Following a report at the weekend that Saab has once again signed a deal to sell equipment to Saudi Arabia, politicians on the left have called for an overhaul of Sweden’s weapons export laws.
“We’re talking about one of the world’s worst dictatorships. We can’t send weapons to dictatorships that should be buying food instead,” Green Party defence policy spokesperson Peter Rådberg told the TT news agency on Monday.
The comments come after a report published in Jane’s Defence Weekly, one of the world’s foremost publications on the defence industry, revealed Saudi Arabia as the buyer in a 4.5 billion kronor ($669 million) deal for a Saab-produced advanced early warning radar system.
The system, known as the Saab 2000 Airborne Early Warning & Control system, includes Saab 2000 aircraft equipped with the advanced ERIEYE radar system, as well as ground equipment and logistics and support services.
Saab announced the deal last week, but didn’t divulge the name of the client.
According to Jane’s, Saudi Arabia is interested in the Swedish system’s ability to see low and slow-moving flying objects and because it works well over both land and water.
Rådberg was also reacting to statistics published on Monday from the Swedish Agency for Non-Proliferation and Export Controls (Inspektionen för strategiska produkter - ISP) which show that Saudi Arabia received arms shipments from Sweden as recently as August.
Swedish military products were also sent to Saudi Arabia in March, April and May of this year.
The exports in August and March were classified as combat materiel, which can include “missiles, rockets, torpedoes, bombs, etc.”
The opposition Red-Green coalition has long called for a comprehensive review of Sweden’s arms export procedures. Rådberg added that deals like the one between Saab and Saudi Arabia wouldn’t be allowed if the Green Party had the chance to decide on the matter.
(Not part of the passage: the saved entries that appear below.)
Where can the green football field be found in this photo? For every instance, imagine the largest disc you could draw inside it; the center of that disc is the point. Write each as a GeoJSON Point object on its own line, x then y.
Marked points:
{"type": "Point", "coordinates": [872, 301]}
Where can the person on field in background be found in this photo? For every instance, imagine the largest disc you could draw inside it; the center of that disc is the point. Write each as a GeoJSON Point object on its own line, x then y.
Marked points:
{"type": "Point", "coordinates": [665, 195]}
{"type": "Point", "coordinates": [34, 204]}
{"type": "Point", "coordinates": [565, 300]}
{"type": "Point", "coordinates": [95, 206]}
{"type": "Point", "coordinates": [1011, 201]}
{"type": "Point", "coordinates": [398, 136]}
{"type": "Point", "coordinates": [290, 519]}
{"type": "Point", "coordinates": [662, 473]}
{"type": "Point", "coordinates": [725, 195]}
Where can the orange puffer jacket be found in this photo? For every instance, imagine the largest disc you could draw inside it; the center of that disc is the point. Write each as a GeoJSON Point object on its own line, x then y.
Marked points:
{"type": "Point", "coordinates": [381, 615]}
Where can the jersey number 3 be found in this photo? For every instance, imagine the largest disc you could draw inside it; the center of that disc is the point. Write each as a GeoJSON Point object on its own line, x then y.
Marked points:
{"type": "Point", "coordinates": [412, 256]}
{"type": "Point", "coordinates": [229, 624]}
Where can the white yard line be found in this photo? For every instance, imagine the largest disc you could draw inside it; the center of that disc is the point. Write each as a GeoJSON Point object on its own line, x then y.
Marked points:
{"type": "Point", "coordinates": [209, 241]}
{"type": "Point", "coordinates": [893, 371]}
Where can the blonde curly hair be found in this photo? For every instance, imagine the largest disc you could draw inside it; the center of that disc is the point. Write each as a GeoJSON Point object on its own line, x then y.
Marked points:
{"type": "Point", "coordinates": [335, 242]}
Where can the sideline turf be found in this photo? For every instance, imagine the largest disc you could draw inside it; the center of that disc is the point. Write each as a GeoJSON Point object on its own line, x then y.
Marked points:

Swedish military exports to Saudi Arabia also caused a stir earlier this year following a report that another Saab subsidiary, Saab Bofors Dynamics, sold anti-tank missiles to Saudi Arabia.
While Saab refused to confirm that it was involved in the deal, which was approved in 2002, it has since been sent to the Riksdag committee on the constitution for review.
Revelations about Swedish arms sales to Saudi Arabia also angered Hans Linde, foreign policy spokesperson for the Left Party, who blamed Sweden’s complicated export rules.
“If we had gotten a Red-Green government we would have introduced legislation which, in my estimation, would have stopped weapons exports to countries like Saudi Arabia,” Linde told TT.